A Seamless Experience: Although your code runs on a different physical server, the process is largely transparent. All servers share the same networked storage. This means your files, code, and datasets are available on every node automatically—you do not have to manually transfer files between servers.

2. Virtual Environments: Your Personal Sandbox

While Modules handle system-level libraries (like CUDA), Virtual Environments (Conda or Virtualenv) handle your Python packages (like PyTorch, OpenCV, or NumPy).

Because you only have write access to your home folder and must stay within your 50 GB quota, you cannot use pip install globally.
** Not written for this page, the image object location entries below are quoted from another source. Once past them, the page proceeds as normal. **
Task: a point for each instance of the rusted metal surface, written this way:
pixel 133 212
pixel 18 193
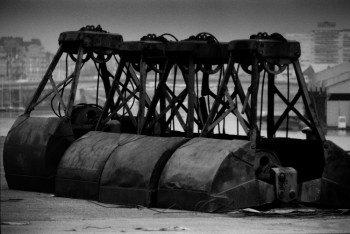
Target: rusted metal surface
pixel 132 171
pixel 332 188
pixel 81 166
pixel 212 175
pixel 32 151
pixel 286 183
pixel 144 163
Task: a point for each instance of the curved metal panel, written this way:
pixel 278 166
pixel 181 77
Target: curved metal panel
pixel 132 172
pixel 81 166
pixel 211 175
pixel 32 150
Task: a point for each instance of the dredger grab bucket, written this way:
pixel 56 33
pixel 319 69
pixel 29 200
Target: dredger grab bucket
pixel 32 151
pixel 141 157
pixel 115 168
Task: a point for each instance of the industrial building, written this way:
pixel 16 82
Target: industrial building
pixel 331 91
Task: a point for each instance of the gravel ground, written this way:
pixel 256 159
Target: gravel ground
pixel 32 212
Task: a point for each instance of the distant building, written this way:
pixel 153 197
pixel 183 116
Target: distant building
pixel 331 89
pixel 22 60
pixel 325 45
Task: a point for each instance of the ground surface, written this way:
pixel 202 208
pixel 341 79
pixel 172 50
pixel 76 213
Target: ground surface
pixel 31 212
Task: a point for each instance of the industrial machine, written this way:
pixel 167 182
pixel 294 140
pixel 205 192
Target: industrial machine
pixel 181 127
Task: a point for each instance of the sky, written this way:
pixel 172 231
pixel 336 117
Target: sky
pixel 226 19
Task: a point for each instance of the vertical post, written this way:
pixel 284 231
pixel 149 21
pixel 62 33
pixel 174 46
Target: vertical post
pixel 270 105
pixel 191 96
pixel 109 103
pixel 162 103
pixel 221 92
pixel 44 80
pixel 143 92
pixel 310 111
pixel 254 99
pixel 75 81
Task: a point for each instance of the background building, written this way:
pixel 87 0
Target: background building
pixel 22 60
pixel 325 45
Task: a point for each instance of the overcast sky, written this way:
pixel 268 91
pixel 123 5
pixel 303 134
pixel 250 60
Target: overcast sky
pixel 226 19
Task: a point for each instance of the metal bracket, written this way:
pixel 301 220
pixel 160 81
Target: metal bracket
pixel 285 183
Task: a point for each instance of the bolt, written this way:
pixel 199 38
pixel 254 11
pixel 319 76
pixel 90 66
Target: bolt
pixel 282 177
pixel 280 194
pixel 292 194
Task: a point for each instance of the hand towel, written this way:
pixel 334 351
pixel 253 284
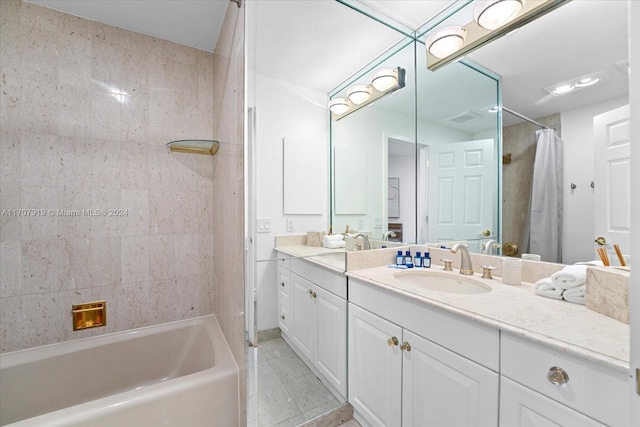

Virtual environments solve this:

  • Isolation: A virtual environment is a private folder containing its own Python executable and its own set of installed libraries.
  • Safety: You can install, delete, or break things inside your environment without affecting the rest of the system or other researchers.
  • Reproducibility: You can "freeze" your environment so that when you publish your paper, others can recreate the exact same setup you used.
  • Multiple Contexts: You can create as many environments as you like. You might have one for "Object Detection" and another for "Generative Models." You can switch between them easily, ensuring that updating a package for one project doesn't accidentally break another.

You only need to create an environment once. However, just like modules, you must activate it every time you log in to tell Python to use your local folder instead of the system default.

Choosing Your Environment Manager: Conda vs. Virtualenv

When deciding between Conda and Virtualenv, it is important to consider how each interacts with the Calcula infrastructure.

  • Conda: Can install non-Python dependencies (like specific C++ libraries) directly into your environment, making it robust for complex stacks. However, it is heavy and consumes significant disk space. With your 50 GB quota, monitor your usage closely.
  • Virtualenv: Much more disk-efficient and lightweight. However, it relies more on the Modules system; if your code needs a specific CUDA version, you must load the corresponding Module yourself, as Virtualenv won't install it for you.

3. Persistent Sessions with tmux

In research, it is common to run experiments that take several hours or even days to complete. If you are connected to the server via a standard SSH session and your Wi-Fi drops or you close your laptop, your connection is severed and any active processes tied to that session will be killed.

To prevent this, we use a terminal multiplexer called tmux. It keeps your terminal "alive" on the server even when you are disconnected. You can start a tmux session, start your work, and then "detach." The server keeps that session running in the background, allowing you to "re-attach" later from any location to check on your progress.

Summary of the Workflow

​​To use Calcula, your routine will always follow these steps:

  1. Connect to the VPN using your .ovpn file and credentials.
  2. Log in to the Access Server via SSH (using MobaXterm or your terminal).
  3. Start/Attach a tmux session to ensure your work persists if you lose connection.
  4. Load Modules (e.g., module load cuda/13.0 cudnn/8.7) to access necessary system libraries.
  5. Activate Environment (e.g., conda activate my_env) to access your Python packages.
  6. Submit to SLURM to move your execution from the modest access server to a powerful computing node. Because storage is shared, your results will be waiting for you in your home folder once the job finishes.

By following this workflow, you keep the system stable for your peers while ensuring your research is reproducible and isolated from conflicting software.